Barbara Hammer, a lesbian filmmaker, died at age 79 from ovarian cancer at her partner Florrie Burke’s home in Manhattan on March 16. Hammer celebrated lesbian sexuality in “Dyketactics” and other films.
Dr. Richard Green, a psychiatrist, died at age 82 on April 6 at his London home. He was one of the first to critique the idea that being queer is a psychiatric disorder.
Michael Fesco, the nightclub owner who provided open spaces (Ice Palace, Flamingo and other venues) for gay men to dance when LGBTQ people couldn’t be out, died on April 12 at age 84 in Palm Springs, Calif.
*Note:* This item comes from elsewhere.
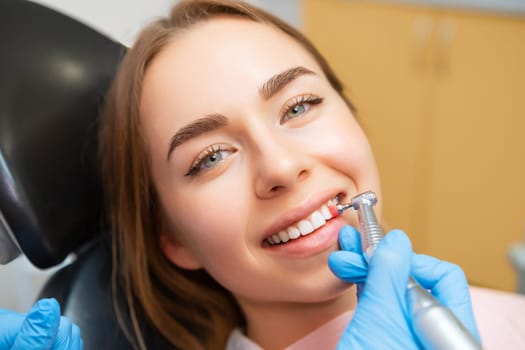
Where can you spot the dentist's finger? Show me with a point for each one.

Lyra McKee, a 29-year-old, queer Northern Ireland journalist, died on April 18. She was killed while covering violence in Londonderry.
Giuliano Bugialli, a gay culinary historian and three-time James Beard Award winner, died at age 88 on April 26 in Viareggio, Italy.
Doris Day, queer icon, actress and singer best known for her romantic comedies with Rock Hudson, died at age 97 on May 13 at her Carmel Valley, Calif. home from pneumonia.
Binyavanga Wainaina, a Kenyan author, founder of the magazine “Kwani?” and one of the first prominent African writers to come out as gay, died at age 48 on May 21 in a Nairobi hospital.
Charles A. Reich, author of the 1970 counter-culture manifesto “The Greening of America,” died on June 15 at age 91 in San Francisco.
Douglas Crimp, an art critic and AIDS activist, died on July 5 at age 74 at his Manhattan home from multiple myeloma. He wrote many articles for journals. Yet he also attended meetings of the AIDS group ACT UP.
Elka Gilmore, a queer chef known for her fusion cuisine, died at age 59 on July 6 in San Francisco. The New York Times Magazine called her “the enfant terrible of the modern California kitchen.”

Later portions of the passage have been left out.